NOTES FROM TODAY'S CLASS:
Dr. John spent some time in class today talking about the importance of signage for getting a space to used and then accepted and acknowledged as a city feature.
John noted how people can know a space with different names. The Anderson Bayou is also known as the Cedar Sykes Bayou. The space where Riverscape is developing was known as Lemon Farm, said Ricky Coleman in history lesson at the Bayou Cleanup on Saturday. He said when he was a boy a man named Lemon used to milk his cows there and his grandmother used to churn that milk into butter for Ricky's breakfast.
Turning to the Cyclist's Manifesto, John noted two themes:
1. Signs and Signifiers in the American Landscape.
2. "In love with the machine, out of step with society."

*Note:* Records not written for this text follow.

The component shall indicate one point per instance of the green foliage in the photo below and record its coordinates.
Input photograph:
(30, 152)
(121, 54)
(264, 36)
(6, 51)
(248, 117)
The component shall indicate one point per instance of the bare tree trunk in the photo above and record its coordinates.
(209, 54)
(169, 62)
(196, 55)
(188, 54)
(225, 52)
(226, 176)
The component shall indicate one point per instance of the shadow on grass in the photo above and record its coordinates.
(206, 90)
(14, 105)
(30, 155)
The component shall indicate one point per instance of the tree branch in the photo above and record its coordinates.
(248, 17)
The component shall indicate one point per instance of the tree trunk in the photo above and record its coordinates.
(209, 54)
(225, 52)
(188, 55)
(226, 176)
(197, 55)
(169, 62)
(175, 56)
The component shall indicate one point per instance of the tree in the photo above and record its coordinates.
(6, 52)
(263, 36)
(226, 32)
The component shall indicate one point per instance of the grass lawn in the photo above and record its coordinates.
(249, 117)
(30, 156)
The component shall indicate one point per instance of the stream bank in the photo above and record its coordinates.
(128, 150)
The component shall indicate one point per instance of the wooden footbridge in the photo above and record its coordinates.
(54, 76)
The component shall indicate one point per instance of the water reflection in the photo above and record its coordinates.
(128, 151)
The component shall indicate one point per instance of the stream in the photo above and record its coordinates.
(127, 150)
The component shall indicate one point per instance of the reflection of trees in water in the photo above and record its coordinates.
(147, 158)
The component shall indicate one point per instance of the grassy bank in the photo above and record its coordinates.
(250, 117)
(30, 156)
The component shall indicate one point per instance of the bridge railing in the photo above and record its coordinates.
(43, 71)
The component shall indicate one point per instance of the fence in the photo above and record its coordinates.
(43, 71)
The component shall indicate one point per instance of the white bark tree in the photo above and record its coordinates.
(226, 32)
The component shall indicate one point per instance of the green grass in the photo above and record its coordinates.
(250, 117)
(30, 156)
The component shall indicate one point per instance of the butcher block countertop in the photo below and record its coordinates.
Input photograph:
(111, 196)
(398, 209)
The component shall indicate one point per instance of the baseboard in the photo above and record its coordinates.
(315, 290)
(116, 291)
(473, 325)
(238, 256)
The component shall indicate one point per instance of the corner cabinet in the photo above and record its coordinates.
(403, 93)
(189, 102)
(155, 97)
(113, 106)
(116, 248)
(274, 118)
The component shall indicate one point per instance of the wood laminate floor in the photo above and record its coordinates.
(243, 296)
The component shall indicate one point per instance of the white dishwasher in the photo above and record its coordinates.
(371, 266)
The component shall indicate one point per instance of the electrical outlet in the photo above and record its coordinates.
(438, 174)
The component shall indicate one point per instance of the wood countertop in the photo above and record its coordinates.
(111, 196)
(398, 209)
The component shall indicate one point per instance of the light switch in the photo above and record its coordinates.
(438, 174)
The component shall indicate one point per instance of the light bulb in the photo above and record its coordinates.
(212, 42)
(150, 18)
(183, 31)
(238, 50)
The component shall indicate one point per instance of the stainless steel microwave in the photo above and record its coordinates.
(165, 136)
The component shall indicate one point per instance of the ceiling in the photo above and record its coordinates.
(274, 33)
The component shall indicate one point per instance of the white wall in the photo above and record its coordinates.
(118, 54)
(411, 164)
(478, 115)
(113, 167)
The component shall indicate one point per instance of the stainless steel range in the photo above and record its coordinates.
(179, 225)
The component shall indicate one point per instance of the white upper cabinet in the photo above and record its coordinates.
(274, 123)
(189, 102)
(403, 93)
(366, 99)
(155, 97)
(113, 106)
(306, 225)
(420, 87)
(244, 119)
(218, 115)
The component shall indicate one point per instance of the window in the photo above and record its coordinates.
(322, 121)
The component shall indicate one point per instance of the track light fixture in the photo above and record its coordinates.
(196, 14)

Who rode the bicycle to significant effects, how they rode it, the result, and what the social commentary was about the ride:
1. Hiram Percy Maxim
MIT grad, the first to strap a motor to a bicycle, contemporary with Henry Ford. At first wouldn't go over hills or any incline and was highly unstable. He becomes a lead engineer at a car manufacturer. Many others throughout the U.S. working on the bicycle idea as transportation, including Ransom Olds and Henry Ford.
Leads to "Maxim's Theory of Motor Madness" -- the bicycle leads to people asking for more roads and places to pedal; after the car replaces it, the bicycle doesn't start selling highly again until the 1970's. 1973 is the high mark in bike sales and still has been passed.
In the 1880's the League of American Wheelmen emerged. The bike is a luxury good at first, but becomes more affordable. The LAW become the "respectable riders," with others seen as less so, e.g., "The Rolling Hoodlums" -- two stripes of wheel jockeys. They're fighting over the symbol and what it means. Who should be riding it and what does it mean? Road surfaces improved at the result of the LAW's advocacy. After a group of cyclists was banned from New York's Central Park, cyclists then negotiated a place on roads. That was part of distinguishing themselves from the "hoodlum" types of riders, and helped define the streets as a public good.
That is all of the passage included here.